Hayatın her alanında geçmişe olan özlemi dile getiririz. Haksız da değiliz. “Nerede o eski bayramlar, nerede o eski komşuluklar, nerede o eski çocukluklar, nerede o eski ramazanlar” diye başlayan sözlerle eskiyi mumla arayan özlemden dem vururuz.

Sahi nerede kaldı o günler?

Biz o günleri apartmanlara, sitelere, gelişen teknolojiye, yeniliklere gömdük.

Güvenlik sorunu olmadan sokaklarda akşama kadar oynar, bir şişe suyu 5 kişi paylaşır, salçalı ekmeği Dünya’nın en lezzetli yemeği gibi yerdik.

Annelerimiz bir yere giderken ev anahtarını komşulara teslim ederdi.

O gün evde bir çeşit yemek pişse bile sofrada en az 3 çeşit yemek olurdu. Herkes bir tabak fazla pişirir, komşusuna gönderirdi. Kimse zorla bir görev üstlenmezdi, herkes gönüllü, tahammül seviyesi yüksek, anlayışlıydı. Şimdilerde yüksek apartmanlara göçtük. Çoğumuz kapı komşumuzu tanımıyor, hatta tanımaya dahi çalışmıyoruz.

Sur içinde eski avlulu evleri gördünüz mü hiç?

Yazıyı yazarken Alipaşa Mahallesi’nde, 10 odalı avlulu evi hatırladım.

Her odasında bir aile yaşar, tuvaleti ortak kullanır, çoğu da kapısını kilitlemeden uyurdu.

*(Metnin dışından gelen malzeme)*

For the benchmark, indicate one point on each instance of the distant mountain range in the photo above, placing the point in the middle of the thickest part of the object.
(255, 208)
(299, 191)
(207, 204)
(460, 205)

Akrabalık bağı olmayan 10 aile, gerçek ailesi gibi yaşardı.

Ortak kullanım alanı olan avluda biri öksürse diğeri bir bardak su ile gelir, hasta olanın başında bekleyen bir hasta yakını kadar üzgün düşerdi.  

Bayram ziyaretleri laf olsun diye yapılmazdı, içtenlik ve vefa duygusu etrafı sarardı.

Kimse kimsenin kusurunu aramaz, muhtaç olana yardım eli uzatılırdı.

Biri vefat ettiğinde televizyon açılmaz, yas tutanın maneviyatı artsın diye şarkı söylenmez, sükûnet hâkim olurdu.

Özcesi yasa ortak olanlar acıyı beraber yaşardı.

Zaman değişti, akrabalık, dostluk ilişkileri zayıfladı.

Şimdilerde ölünün ailesine başsağlığı dilemek lütuf oldu. Yas evine giderken süslenip püslenmek, takıp takıştırmak ‘moda’ oldu.

Acısı olana saygıyı yitirdik.

Yetmedi, kimin acısı daha büyük diye acıları yarıştırdık.

Eskiden yaşam eminim bir çoğumuz için yokluk ve mücadele ile geçmiştir. Ama o günlerden bahsederken gözlerimizin içi güler, burnumuzun direği sızlar.

Güzellikleriyle yad ederiz eskiyi; kötü anıları pek hatırlamayız. Yokluğun bile güzellemesini yaparız. Çünkü yokluk bize halden anlamayı, paylaşmayı öğretmiştir.

Can Dündar’ın çok sevdiğim bir sözü vardır; “Eskiden insanlar sevilir, eşyalar kullanılırdı. Gün geldi eşyalar sevilir, insanlar kullanılır oldu.”

Ne çok şeyi özetliyor aslında bize bu söz.

Saygıyı, samimiyeti, güveni, empatiyi yitirdik. Bundandır eskiye olan özlem.

Evet yenilikler oldu, çoğu şey aynı kalmadı. Hayat standartları değiştikçe biz de değişime mahkûm olduk. Değişimler, yenilikler hayatın olağan akışıdır, şarttır tabi.

Ama her değişim, her yenilik güzel değildir. Belki de değişen tek şey insanlığa olan yaklaşımımızdır.

Ben de size sormak isterim sevgili okurlar; “Eskiler mi güzeldi, güzellikler mi eskidi?”